По ночам я продолжаю видеть сны, структуры которых беспомощно обнажаются под моим ножом, не сообщая мне ничего нового. В промежутках я вновь оказываюсь в постели, в которой моя жена лежит, скрючившись в своем собственном, неведомом мне сне. Плоть от моей плоти, кость от моей кости, она мне не подмога.
Прошлой ночью мне снился мой дом, истинный дом, перед закрытыми воротами которого я провел этот последний сиротский год. Лица с вьетнамских фотографий наплывают на меня с туманной матовой поверхности: улыбающиеся солдаты, вялые пленные (я не собираю фотографии детей). Эйфорическим жестом освобождения я протягиваю правую руку. Мои пальцы — выразительные, полные значения, полные любви — сжимают их узкие плечи, но они сжимают пустоту, как это бывает во сне. Я много раз повторяю это движение, движение любви (протянутая рука) и разочарования (пустая рука, пустое сердце). Благодарный за честную простоту этого сна, но все равно утомленный его механическим моральным однообразием, я вплываю и выплываю, тону и просыпаюсь. Лица возвращаются, они маячат перед моим внутренним оком — зубы в улыбке, взгляд из — под полуопущенных век; я протягиваю руку, призраки отступают, мое сердце плачет в своей узкой щели. Я бросаю взгляд на окно — но в этом сне никогда не наступает рассвет. Из своего священного огня призраки поют мне, притягивая меня все больше в свой тонкий мир фантомов. Я раздражаюсь, нетерпеливо верчусь. И хотя сердце у меня болит все сильнее, сердечная боль в конце концов входит в привычку. привычку изгнанного сироты; а если я что и не переношу, так это когда мне вбивают в голову урок.

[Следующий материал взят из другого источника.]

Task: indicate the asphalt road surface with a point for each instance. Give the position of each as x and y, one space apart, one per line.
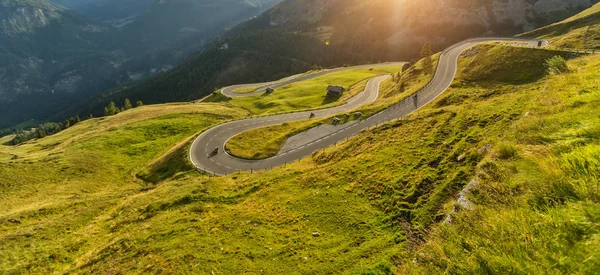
229 91
216 137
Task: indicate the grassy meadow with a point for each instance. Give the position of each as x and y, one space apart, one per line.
581 31
266 142
309 94
116 194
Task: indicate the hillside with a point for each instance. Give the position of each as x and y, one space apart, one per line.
53 57
296 36
49 54
378 200
578 32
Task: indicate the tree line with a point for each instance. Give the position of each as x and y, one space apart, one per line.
51 128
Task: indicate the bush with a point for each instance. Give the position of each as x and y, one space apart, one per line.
506 151
556 65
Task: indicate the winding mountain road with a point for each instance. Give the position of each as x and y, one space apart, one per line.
216 137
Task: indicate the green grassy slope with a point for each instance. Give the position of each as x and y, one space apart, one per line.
246 145
311 93
73 203
581 31
537 202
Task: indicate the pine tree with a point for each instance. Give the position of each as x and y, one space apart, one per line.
426 56
127 104
111 109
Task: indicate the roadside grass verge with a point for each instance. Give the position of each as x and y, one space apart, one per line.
578 32
307 94
378 200
543 206
266 142
246 90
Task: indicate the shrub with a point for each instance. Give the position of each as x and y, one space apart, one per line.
506 151
556 65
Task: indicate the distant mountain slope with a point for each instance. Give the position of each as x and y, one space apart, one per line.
168 22
52 56
298 34
48 53
115 11
578 32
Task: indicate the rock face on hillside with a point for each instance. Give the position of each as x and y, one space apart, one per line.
297 35
411 21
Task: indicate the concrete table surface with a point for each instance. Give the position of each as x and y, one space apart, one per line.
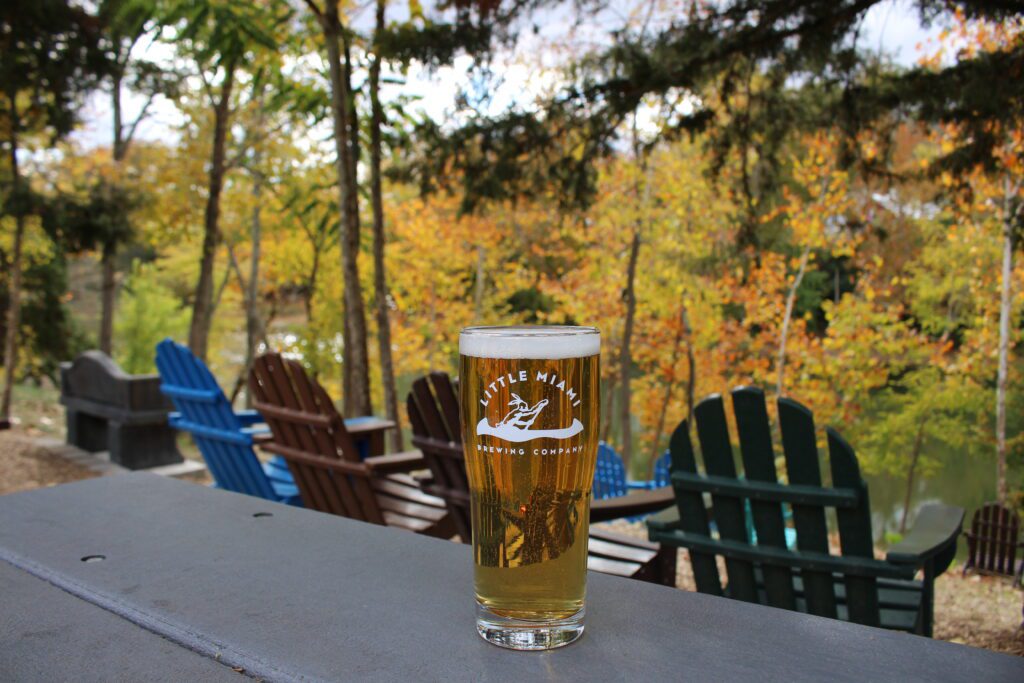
195 582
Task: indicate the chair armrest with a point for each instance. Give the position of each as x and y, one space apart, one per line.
396 462
936 530
632 505
249 418
665 520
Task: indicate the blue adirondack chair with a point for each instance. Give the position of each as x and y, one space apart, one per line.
223 436
609 475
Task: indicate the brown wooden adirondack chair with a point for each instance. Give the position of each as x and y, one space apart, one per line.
993 541
310 435
433 411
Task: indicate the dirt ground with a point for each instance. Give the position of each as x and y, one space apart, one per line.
983 611
24 465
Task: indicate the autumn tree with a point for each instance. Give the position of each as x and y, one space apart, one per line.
125 25
50 59
220 39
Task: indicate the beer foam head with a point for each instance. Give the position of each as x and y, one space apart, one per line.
541 342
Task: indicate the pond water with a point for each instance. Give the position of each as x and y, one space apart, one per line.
966 479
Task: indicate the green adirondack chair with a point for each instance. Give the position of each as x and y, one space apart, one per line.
854 586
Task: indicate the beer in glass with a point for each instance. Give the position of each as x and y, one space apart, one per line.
529 418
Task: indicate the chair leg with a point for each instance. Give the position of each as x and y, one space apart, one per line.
928 601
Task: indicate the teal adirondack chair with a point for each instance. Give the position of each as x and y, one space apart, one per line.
853 586
223 436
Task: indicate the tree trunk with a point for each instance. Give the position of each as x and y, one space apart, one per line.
791 300
355 367
1006 302
606 419
478 286
669 387
254 327
626 357
14 284
380 275
107 298
691 364
110 250
199 332
909 474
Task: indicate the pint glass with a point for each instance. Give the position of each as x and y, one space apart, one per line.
529 418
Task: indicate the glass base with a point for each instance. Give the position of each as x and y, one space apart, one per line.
521 635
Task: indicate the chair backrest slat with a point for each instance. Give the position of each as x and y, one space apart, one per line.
759 465
663 471
609 474
433 413
803 468
713 432
692 513
854 531
215 428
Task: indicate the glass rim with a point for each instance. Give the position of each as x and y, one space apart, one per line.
528 331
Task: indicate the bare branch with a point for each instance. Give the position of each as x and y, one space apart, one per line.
134 124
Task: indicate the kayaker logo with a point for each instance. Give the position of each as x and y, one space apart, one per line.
515 426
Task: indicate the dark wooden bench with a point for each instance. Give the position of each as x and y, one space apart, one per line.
309 434
433 412
853 587
993 541
109 410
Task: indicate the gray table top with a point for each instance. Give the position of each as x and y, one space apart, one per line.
194 584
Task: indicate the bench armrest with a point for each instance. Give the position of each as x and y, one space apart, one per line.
933 537
632 505
396 462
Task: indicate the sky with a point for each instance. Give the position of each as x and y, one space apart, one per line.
526 74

Скучные сны в скучной постели. Мэрилин плывет лицом вниз сквозь мои ночи. Я запускаю свой крючок и тяну. Плоть отслаивается бескровно, и Мэрилин уплывает. Я дотрагиваюсь пальцами до ее руки, которая во сне теплее, чем когда она бодрствует, — клеточки, прижатые друг к другу в экстазе спячки. Человек в тигриной яме сверкает на меня черным глазом. Я протягиваю руку.
IV
Я восхищаюсь собой. Я совершил подвиг. В конце концов, это не так уж трудно.
Я пишу в мотеле (посмотрим, смогу ли я правильно обозначить это экстравагантное название) «Локо» в пригороде Хестона (население десять тысяч), а быть может, это Далтон, у подножия гор Сан-Бернардино в моем родном штате Калифорния. Я пишу в превосходном настроении. Все вокруг меня проникнуто бодрящим духом реальности. Если я обращаю взор вверх и чуть влево, то вижу в окне синеву и белизну покрытых снегом гор. Целый день я слышу чутким ухом птичье пение. Я не знаю, как называются эти птицы, но, несомненно, со временем их названия можно будет узнать из книг или от кого-нибудь. Вчера мы (Мартин и я — представляю вам Мартина) совершили нашу первую прогулку по лесу, где видели птицу с алым галстучком, которая пела: «Раз-два-три». Поскольку мы не знали ее названия, то назвали просто «птица раз-два-три». Мартин казался счастливым. Он хорошо перенес утомительную прогулку. Обычно он жалуется и просит, чтобы его взяли на ручки. Но это влияние его матери. Дети никогда не вырастут, если с ними обращаться как с детьми. Со мной Мартин ведет себя как настоящий маленький мужчина. Он гордится своим отцом и хочет на него походить. От прогулки щеки у него разрумянились. Мы вернулись в сумерках и основательно поужинали (оладьи, апельсиновый сок, мороженое — три блюда). Мне нравится смотреть, когда ребенок хорошо ест. Обычно у Мартина плохой аппетит — еще один результат того, что мать над ним кудахчет.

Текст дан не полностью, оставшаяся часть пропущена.